“Here, then,” says Acton, “is our problem: A natural instinct, a great longing, has arisen in a boy’s heart, together with the appearance of the powers requisite to gratify it. Everything, the habits of the world, the keen appetite of youth for all that is new, the example of companions, the pride of health and strength, opportunity, all combine to urge him to give the rein to what seems a natural propensity. The boy does not know that to his immature frame every sexual indulgence is unmitigated evil. He does not think that to his inexperienced mind and heart every illicit pleasure is a degradation, to be bitterly regretted hereafter; a link in a chain that does not need many to be too strong to break.”[12] The only answer to this problem is for the boy to learn to possess his soul in patience, and through example and advice, and earnest, prayerful effort, to compel his own self-control, till he attains that full and complete development of all his powers that distinguishes the man. How small the proportion of all my readers who can lay their hands upon their hearts and say, with perfect truthfulness, that up to the time of reaching their majority they had never, for the sake of selfish or illicit gratification, been guilty of any offence against purity!

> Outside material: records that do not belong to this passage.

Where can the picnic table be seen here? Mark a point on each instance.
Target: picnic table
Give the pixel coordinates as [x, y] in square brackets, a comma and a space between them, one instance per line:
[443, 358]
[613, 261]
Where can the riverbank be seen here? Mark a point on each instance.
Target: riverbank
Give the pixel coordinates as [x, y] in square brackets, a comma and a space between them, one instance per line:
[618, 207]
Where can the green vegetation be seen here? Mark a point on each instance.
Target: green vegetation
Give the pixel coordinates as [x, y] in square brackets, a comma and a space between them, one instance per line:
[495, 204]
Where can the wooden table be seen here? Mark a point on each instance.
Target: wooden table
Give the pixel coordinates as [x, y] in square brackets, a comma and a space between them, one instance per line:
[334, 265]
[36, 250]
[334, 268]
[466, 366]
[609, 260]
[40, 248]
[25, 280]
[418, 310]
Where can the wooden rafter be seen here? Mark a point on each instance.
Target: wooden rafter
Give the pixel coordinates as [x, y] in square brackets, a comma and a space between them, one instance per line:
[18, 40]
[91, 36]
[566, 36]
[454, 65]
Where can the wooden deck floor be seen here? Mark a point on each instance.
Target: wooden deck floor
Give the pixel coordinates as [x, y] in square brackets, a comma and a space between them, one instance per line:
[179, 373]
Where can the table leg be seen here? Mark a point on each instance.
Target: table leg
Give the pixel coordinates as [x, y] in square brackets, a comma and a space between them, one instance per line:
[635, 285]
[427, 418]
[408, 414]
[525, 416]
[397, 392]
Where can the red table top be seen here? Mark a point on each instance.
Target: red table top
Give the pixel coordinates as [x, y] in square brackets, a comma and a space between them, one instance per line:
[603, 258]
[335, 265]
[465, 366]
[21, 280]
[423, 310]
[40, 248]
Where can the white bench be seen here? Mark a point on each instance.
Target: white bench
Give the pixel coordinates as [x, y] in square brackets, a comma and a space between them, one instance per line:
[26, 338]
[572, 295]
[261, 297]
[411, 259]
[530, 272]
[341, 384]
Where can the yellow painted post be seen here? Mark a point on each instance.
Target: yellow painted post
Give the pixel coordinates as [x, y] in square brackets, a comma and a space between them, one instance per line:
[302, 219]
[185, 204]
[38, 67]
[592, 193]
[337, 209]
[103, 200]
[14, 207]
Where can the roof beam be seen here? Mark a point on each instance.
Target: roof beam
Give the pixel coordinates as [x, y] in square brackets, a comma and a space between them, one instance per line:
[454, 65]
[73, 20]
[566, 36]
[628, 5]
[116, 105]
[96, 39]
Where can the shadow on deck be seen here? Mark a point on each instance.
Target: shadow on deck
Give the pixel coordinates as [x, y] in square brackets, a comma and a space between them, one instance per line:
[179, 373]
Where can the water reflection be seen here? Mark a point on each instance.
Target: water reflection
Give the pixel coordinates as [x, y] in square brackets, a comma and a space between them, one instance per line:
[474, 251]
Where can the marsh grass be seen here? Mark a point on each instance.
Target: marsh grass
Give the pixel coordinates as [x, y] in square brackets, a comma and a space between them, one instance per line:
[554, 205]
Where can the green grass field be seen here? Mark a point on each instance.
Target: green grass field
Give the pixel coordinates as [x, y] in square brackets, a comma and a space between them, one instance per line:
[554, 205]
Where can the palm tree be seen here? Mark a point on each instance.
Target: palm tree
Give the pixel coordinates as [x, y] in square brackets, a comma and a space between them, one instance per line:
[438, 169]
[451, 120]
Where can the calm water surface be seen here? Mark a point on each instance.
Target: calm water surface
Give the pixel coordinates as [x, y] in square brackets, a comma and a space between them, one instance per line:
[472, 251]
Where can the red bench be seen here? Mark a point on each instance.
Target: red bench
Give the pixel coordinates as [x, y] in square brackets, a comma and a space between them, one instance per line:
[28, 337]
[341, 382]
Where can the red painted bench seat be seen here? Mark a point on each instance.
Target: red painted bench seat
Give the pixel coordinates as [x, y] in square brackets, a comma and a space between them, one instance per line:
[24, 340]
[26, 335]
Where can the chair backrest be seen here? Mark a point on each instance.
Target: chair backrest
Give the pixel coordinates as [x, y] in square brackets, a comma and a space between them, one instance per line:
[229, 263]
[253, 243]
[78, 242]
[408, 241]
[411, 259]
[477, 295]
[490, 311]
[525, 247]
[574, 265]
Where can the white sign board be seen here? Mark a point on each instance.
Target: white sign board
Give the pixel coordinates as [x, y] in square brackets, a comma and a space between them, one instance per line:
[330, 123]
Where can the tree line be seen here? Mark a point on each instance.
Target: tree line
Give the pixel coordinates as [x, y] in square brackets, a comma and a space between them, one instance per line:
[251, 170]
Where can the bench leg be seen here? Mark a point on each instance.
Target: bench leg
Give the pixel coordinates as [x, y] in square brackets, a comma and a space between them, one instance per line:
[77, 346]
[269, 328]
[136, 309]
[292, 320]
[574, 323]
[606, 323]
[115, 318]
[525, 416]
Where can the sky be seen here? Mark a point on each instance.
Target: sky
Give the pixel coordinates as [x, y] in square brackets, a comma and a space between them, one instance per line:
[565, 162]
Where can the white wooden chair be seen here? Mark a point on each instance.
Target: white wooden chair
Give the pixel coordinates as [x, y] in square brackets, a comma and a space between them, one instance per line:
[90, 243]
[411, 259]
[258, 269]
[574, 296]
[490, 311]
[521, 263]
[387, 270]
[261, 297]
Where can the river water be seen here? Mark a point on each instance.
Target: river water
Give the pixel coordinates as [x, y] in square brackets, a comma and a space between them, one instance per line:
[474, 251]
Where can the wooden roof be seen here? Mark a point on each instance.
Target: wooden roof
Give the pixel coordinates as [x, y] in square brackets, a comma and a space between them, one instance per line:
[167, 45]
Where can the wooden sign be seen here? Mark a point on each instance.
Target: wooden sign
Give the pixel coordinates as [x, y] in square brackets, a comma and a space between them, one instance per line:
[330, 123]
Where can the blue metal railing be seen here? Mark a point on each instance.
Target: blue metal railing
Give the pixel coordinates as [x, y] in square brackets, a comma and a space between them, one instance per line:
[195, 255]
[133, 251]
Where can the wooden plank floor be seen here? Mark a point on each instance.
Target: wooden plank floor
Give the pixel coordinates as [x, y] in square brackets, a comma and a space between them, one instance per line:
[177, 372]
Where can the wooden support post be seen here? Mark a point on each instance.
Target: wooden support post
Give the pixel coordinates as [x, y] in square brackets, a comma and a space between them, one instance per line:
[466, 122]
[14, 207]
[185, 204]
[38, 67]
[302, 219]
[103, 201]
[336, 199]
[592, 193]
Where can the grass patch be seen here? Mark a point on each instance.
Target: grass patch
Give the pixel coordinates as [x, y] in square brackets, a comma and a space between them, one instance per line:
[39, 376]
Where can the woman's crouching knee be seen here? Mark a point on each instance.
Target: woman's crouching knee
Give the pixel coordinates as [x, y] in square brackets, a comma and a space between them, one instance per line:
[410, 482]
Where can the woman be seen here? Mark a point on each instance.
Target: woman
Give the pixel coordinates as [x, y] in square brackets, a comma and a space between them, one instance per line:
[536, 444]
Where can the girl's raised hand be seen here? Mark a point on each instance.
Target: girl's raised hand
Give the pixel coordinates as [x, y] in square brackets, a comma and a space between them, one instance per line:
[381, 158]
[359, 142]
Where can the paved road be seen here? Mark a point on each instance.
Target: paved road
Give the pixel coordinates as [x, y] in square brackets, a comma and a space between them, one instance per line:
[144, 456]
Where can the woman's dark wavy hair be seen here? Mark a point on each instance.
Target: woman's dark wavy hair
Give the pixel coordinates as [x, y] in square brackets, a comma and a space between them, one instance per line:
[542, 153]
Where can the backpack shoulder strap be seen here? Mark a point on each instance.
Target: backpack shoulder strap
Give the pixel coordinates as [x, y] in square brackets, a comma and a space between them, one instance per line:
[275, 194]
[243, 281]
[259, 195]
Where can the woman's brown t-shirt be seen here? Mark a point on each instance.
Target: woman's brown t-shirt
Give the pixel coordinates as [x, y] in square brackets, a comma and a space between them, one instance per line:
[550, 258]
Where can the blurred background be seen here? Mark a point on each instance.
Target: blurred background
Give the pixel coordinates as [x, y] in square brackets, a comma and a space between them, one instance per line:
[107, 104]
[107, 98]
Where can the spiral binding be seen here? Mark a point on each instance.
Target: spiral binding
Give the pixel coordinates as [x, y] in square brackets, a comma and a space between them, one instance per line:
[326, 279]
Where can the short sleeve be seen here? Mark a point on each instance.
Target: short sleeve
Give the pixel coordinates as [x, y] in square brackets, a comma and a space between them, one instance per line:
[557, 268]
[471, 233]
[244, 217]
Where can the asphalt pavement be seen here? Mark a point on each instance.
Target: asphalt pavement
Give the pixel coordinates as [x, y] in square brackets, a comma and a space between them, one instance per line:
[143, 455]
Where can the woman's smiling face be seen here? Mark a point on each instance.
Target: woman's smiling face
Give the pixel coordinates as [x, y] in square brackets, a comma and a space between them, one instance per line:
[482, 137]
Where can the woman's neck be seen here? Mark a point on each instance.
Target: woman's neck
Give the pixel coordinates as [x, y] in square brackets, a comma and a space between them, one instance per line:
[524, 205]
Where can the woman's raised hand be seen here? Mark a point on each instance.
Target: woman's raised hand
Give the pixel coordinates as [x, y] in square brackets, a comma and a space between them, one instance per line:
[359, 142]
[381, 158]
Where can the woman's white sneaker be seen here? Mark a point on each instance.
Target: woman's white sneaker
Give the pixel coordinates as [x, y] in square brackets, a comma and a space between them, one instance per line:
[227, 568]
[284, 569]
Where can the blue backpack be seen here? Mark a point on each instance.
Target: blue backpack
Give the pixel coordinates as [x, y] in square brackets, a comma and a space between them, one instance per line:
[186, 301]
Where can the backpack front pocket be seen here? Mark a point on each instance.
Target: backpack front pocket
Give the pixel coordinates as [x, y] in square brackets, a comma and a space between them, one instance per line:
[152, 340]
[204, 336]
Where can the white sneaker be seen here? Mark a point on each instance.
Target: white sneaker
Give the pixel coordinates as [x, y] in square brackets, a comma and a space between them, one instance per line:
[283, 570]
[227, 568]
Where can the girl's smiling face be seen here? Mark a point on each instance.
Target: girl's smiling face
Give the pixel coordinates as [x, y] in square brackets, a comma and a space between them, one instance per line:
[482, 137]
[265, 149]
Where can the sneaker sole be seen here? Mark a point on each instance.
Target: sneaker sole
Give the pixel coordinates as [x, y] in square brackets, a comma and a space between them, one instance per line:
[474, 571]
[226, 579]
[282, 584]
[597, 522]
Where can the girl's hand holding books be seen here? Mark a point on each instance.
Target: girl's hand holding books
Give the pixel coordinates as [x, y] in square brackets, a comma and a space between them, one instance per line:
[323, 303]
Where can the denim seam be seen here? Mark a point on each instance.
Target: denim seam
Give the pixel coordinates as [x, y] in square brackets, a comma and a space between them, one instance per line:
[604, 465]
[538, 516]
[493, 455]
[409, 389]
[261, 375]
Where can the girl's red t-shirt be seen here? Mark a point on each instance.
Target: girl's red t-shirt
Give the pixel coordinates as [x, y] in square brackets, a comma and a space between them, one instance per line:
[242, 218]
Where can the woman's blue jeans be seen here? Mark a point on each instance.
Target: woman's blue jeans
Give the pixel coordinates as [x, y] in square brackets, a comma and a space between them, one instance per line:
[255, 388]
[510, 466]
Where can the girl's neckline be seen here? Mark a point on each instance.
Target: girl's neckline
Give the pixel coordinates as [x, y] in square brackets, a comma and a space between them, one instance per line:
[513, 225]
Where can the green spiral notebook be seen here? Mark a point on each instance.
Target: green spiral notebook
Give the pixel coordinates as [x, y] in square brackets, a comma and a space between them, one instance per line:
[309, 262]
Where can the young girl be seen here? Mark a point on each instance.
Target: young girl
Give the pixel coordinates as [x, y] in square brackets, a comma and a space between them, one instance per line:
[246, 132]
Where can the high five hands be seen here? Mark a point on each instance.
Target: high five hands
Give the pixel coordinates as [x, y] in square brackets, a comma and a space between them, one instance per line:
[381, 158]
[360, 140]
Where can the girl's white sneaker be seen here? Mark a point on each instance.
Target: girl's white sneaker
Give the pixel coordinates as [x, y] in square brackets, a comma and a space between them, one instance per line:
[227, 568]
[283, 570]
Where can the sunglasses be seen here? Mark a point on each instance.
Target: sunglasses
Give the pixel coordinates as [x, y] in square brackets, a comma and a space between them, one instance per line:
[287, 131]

With these reflections, which are not of a character to make us particularly self-confident or vainglorious, I approach the second chapter of my task.
FOOTNOTES:
[5] Why Not? A Book for Every Woman. Lee & Shepard, Boston.
[6] Dr. Thomas W. Blatchford, of Troy, N. Y., died on the 7th of January, 1866. One of the oldest and most influential members of the American Medical Association, he was beloved by all who knew him.
[7] Hints to Young Men on the True Relation of the Sexes. Boston, 1850.
[8] Discourses, &c., pp. 87, 88.
[9] Moral Education, p. 140.
[10] Functions and Disorders of the Reproductive Organs, p. 38.
[11] Yeast, p. 3.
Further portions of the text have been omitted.